CRUCE DE CAMINOS

Zaragoza y la lluvia de proyectos

Las promesas electorales no suelen responder a las expectativas de una ciudad demasiado acostumbrada a que no se hagan realidad

Así está la ribera del Huerva en la actualidad

Así está la ribera del Huerva en la actualidad / Ángel de Castro

Ricardo Barceló

Ricardo Barceló

Los zaragozanos asisten en los últimos días a un carrusel de anuncios con los que los partidos políticos tratan de ganarse el voto de los ciudadanos. No es ninguna novedad sino el denominador común de una precampaña electoral que gana en intensidad conforme se acerca la fecha del 28 de mayo. Sin embargo, las dudas surgen el día después de los comicios, cuando aquellos que han depositado su voto y confían en los proyectos prometidos ven cómo empiezan a esfumarse, difuminarse y quedarse en los cajones de los despachos como si no hubieran existido. Las razones son infinitas, pero suelen estar vinculadas con la infrafinanciación de los proyectos, su judicialización, la derrota electoral de quien se comprometió a ello o simplemente a la falta de consenso político o social. La nueva incógnita ahora es si finalmente habrá o no fondos europeos para lograr la viabilidad de los proyectos, porque hoy todo pivota en torno a si la lluvia de millones procedentes de Europa tiene el destino elegido. O no.

Sea como fuere, Zaragoza siempre ha sido una ciudad muy dada a comprobar que los grandes anuncios nunca acaban siendo una realidad, salvo en contadas excepciones como la Expo de 2008. Por tanto, no es de extrañar la frustración del votante tras una cita electoral plagada de expectativas, si bien estas se ven amortiguadas por esa costumbre tan insana de hacernos a la idea. 

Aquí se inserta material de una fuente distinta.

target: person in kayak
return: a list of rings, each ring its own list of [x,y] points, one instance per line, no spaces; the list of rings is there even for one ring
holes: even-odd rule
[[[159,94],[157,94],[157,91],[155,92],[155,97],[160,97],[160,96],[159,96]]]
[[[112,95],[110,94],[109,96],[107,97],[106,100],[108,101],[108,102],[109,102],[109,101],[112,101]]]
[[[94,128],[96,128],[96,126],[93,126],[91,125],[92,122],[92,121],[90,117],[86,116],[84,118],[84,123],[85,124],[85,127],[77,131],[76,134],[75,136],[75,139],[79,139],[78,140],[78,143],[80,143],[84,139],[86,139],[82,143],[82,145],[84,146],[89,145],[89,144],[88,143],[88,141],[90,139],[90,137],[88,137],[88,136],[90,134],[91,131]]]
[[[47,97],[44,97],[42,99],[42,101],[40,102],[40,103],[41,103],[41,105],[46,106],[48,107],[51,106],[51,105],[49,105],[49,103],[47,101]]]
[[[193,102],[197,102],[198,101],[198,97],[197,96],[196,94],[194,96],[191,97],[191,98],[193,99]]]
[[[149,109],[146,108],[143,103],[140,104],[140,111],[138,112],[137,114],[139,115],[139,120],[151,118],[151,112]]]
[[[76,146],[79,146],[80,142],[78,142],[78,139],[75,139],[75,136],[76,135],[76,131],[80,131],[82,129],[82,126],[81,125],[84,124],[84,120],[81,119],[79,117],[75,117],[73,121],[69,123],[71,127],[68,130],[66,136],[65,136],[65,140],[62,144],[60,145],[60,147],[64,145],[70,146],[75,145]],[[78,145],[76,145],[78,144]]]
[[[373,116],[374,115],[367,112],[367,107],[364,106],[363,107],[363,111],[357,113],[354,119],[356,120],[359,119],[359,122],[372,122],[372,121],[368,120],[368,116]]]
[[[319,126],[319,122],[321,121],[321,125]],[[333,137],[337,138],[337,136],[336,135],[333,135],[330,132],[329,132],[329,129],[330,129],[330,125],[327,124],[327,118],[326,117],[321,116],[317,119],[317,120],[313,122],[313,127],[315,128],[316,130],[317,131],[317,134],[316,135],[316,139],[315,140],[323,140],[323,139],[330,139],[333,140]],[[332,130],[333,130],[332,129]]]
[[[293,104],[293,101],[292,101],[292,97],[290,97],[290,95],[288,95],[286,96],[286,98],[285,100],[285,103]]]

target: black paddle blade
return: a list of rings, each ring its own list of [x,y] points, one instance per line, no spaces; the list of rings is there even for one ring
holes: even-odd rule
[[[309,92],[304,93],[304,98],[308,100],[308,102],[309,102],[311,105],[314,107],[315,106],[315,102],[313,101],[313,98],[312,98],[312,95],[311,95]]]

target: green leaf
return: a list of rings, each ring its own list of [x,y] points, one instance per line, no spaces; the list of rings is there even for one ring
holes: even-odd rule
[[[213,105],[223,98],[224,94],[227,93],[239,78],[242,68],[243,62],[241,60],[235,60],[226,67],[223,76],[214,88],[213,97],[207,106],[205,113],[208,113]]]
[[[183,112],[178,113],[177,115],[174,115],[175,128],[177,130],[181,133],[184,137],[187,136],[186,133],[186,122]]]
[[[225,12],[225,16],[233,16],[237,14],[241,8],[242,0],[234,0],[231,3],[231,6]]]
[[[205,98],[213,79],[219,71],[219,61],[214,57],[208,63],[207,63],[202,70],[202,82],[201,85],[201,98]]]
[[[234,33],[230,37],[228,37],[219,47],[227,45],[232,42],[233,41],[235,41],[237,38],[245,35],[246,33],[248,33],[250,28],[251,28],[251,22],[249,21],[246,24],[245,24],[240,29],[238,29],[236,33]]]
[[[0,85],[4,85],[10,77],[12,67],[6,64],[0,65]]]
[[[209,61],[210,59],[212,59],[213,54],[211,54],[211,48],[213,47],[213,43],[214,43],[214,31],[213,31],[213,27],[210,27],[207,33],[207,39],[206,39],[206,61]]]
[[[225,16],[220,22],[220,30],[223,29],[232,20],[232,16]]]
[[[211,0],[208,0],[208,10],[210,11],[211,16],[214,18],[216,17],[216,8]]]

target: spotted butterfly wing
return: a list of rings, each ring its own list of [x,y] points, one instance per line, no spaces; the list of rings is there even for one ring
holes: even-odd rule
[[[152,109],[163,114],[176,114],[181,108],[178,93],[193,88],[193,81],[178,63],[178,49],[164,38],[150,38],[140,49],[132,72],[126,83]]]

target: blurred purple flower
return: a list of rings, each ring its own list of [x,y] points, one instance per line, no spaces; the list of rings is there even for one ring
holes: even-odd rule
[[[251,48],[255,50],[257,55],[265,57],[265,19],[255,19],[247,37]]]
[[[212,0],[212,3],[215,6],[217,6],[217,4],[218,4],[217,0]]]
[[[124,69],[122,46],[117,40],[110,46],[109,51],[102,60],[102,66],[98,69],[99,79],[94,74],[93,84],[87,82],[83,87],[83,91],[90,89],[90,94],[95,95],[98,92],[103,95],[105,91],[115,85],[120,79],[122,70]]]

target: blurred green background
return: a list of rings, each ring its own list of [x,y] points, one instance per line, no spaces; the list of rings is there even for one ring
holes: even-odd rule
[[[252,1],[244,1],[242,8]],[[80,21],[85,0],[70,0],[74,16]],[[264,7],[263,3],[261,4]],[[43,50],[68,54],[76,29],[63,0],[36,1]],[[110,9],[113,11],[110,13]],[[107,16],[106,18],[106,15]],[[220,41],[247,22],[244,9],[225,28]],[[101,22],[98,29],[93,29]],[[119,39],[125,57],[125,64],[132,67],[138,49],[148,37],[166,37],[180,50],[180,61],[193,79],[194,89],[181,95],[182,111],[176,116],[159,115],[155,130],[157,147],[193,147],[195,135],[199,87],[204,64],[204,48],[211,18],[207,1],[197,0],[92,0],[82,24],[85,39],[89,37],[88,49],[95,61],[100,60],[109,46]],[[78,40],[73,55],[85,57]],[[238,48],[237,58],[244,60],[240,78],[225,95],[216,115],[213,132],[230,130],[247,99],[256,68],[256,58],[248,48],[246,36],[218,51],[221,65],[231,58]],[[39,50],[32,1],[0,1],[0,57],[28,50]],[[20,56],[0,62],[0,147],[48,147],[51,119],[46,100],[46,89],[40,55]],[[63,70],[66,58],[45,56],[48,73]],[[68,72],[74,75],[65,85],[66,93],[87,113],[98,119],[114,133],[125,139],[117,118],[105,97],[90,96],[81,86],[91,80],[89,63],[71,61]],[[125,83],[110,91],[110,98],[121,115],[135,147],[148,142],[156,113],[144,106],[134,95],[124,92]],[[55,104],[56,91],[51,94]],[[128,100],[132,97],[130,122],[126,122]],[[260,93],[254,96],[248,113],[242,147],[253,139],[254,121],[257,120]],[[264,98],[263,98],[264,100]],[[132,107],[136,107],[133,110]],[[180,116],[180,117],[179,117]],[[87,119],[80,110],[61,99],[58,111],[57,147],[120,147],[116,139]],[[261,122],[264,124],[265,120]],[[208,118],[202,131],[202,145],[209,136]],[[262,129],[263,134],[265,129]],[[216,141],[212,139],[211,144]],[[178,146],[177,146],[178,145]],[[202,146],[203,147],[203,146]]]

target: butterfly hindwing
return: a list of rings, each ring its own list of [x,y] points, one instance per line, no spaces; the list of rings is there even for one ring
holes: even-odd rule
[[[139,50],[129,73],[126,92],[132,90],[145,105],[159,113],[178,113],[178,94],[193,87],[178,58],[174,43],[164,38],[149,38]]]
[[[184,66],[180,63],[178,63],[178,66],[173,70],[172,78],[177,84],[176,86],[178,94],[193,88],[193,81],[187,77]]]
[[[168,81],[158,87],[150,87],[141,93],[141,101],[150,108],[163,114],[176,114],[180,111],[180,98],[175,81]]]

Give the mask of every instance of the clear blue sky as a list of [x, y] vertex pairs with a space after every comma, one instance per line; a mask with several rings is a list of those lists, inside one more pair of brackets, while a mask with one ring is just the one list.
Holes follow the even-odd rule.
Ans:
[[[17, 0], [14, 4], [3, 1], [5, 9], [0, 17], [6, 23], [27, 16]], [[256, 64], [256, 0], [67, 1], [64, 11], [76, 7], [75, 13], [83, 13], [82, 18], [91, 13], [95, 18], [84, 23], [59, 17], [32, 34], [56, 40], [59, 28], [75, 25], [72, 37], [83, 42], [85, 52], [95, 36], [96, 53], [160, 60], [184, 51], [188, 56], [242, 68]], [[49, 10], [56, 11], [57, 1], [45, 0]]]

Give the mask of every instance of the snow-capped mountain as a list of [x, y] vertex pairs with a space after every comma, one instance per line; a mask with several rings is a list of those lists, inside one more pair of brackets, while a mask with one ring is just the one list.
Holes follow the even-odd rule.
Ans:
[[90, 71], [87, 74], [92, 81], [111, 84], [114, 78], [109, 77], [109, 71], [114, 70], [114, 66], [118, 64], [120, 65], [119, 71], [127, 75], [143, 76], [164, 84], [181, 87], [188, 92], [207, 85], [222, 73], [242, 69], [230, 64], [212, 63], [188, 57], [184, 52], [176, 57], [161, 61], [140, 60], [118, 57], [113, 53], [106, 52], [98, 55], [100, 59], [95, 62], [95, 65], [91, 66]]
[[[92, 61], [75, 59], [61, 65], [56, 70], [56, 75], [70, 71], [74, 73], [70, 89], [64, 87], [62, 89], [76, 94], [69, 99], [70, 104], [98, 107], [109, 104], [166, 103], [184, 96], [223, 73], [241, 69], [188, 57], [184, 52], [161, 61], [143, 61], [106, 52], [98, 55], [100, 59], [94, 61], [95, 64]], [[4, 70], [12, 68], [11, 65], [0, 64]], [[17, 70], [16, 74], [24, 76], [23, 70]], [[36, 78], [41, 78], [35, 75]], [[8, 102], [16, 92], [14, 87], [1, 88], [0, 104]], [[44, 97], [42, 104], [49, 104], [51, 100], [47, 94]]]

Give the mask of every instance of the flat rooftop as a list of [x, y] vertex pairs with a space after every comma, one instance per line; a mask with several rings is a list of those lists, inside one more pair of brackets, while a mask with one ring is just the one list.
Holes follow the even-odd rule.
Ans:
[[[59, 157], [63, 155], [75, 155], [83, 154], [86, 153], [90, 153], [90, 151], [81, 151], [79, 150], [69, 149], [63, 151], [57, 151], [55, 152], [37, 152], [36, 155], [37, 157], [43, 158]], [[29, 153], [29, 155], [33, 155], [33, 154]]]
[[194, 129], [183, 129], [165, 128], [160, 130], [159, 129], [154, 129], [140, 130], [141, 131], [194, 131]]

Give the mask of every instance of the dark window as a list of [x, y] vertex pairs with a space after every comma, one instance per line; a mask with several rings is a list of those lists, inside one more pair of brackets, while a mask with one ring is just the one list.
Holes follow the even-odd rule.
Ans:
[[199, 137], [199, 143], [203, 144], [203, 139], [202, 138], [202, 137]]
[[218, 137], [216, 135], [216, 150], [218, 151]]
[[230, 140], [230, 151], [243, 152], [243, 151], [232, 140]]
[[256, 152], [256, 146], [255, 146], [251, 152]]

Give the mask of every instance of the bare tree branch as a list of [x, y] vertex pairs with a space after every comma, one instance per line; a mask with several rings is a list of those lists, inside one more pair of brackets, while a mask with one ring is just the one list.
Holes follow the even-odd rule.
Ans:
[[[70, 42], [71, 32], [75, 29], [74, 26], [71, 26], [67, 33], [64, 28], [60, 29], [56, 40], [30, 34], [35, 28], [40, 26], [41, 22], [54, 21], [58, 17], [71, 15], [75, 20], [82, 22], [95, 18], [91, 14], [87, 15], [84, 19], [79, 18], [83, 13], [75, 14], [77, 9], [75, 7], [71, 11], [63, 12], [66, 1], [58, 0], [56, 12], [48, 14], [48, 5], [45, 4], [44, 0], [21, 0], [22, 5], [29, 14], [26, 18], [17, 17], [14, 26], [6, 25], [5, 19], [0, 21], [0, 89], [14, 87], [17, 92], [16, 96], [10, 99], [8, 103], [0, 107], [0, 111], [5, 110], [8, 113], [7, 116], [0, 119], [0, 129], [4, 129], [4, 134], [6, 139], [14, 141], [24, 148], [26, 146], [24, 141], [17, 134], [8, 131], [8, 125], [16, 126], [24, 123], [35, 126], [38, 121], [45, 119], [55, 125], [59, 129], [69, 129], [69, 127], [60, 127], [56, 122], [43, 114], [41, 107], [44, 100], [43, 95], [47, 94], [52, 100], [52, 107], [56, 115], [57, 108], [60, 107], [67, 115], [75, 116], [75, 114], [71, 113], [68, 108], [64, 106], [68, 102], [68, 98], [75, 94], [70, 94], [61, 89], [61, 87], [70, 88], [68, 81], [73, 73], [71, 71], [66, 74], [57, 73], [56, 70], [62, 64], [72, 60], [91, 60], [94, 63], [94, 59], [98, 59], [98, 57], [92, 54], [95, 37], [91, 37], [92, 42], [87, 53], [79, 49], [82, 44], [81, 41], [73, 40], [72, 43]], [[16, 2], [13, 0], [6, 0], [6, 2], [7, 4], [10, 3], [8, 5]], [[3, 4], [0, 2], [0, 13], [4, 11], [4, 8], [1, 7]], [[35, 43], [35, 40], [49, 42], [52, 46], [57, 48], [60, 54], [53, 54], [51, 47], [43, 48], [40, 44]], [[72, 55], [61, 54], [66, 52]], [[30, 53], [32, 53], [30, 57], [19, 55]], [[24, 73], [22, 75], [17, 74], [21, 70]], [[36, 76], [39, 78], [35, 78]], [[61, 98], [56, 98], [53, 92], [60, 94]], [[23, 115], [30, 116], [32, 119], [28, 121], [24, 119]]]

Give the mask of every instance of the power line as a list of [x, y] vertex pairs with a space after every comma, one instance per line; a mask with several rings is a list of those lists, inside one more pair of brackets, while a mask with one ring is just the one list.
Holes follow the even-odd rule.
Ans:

El gran proyecto del Partido Popular y de Ciudadanos para los próximos años es el comienzo de las obras de la nueva Romareda, aunque para ello será preciso el concurso de la propiedad, que se ha comprometido a desembolsar casi 140 millones de euros. La vía judicial ya planea sobre el nuevo estadio después de que el pasado viernes la refriega entre la DGA y el equipo de Gobierno PP-Cs volviera a sacudir la política aragonesa. 

No es de extrañar la frustración del votante tras una cita electoral plagada de expectativas, si bien estas se ven amortiguadas por esa costumbre tan insana de hacernos a la idea

No es, sin embargo, el único proyecto en liza de los populares. Esta misma semana presentó la segunda fase de reforma del río Huerva, una iniciativa llamada a hacer de la ciudad un lugar más habitable. Eso sí, para ello habrá que desembolsar 24 millones, una parte de los cuales procederá de los fondos europeos. O no. Moneda al aire. 

Mientras los populares fían sus bazas electorales a proyectos de ciudad que dejen huella, los socialistas, de la mano de su candidata, Lola Ranera, han optado por volcarse en la movilidad como su 'leitmotive' con la segunda línea del tranvía de Zaragoza. Se trata de un viejo sueño que queda lejano por su elevado coste, pero que parece resucitar ante la posibilidad de que la vieja Europa riegue con parte de su financiación una infraestructura que vertebraría la capital con una línea este-oeste. La factura es elevada, más de 230 millones de euros. Ahí es nada.

Pero el dinero quizá no sea lo más relevante cuando la apuesta puede servir también para atizar a la rival política --en este caso, Natalia Chueca, candidata a la Alcaldía por el PP-- con un proyecto de movilidad sostenible, el área que la popular ha pilotado durante los últimos cuatro años. Mientras, Podemos redoblaba esta semana la apuesta al plantear un tren-tram que una la Plataforma Logística de Zaragoza(Plaza) con la capital aragonesa y Huesca; una línea rápida que combine Cuarte, Cadrete y María con el tranvía; y una de alta capacidad hasta el polígono de Malpica. Variantes hay para todos los gustos. 

Reconvertir Zaragoza y situarla en la vanguardia de la escena nacional exige consenso, iniciativas viables, una pizca de sentido común y pensar sobre todo en los que votan

Habrá más anuncios durante la próxima semana, algunos quizá sean tangibles o una realidad, pero la mayoría estarán en el aire hasta que Europa o el destino o la política disponga. Afortunadamente, otros se han hecho realidad hace solo unos días como el Pabellón Puente, reconvertido en Museo de la Movilidad. Hay esperanza.

Pero si cada uno de los zaragozanos echa la vista atrás podrá comprobar que el humo forma parte de la política. Los proyectos que se han quedado por el camino son innumerables. Porque reconvertir Zaragoza y situarla en la vanguardia de la escena nacional exige consenso, iniciativas viables, una pizca de sentido común y pensar sobre todo en los que votan. Quizá por eso, los sueños han sido, la mayor parte de las veces, tan solo sueños.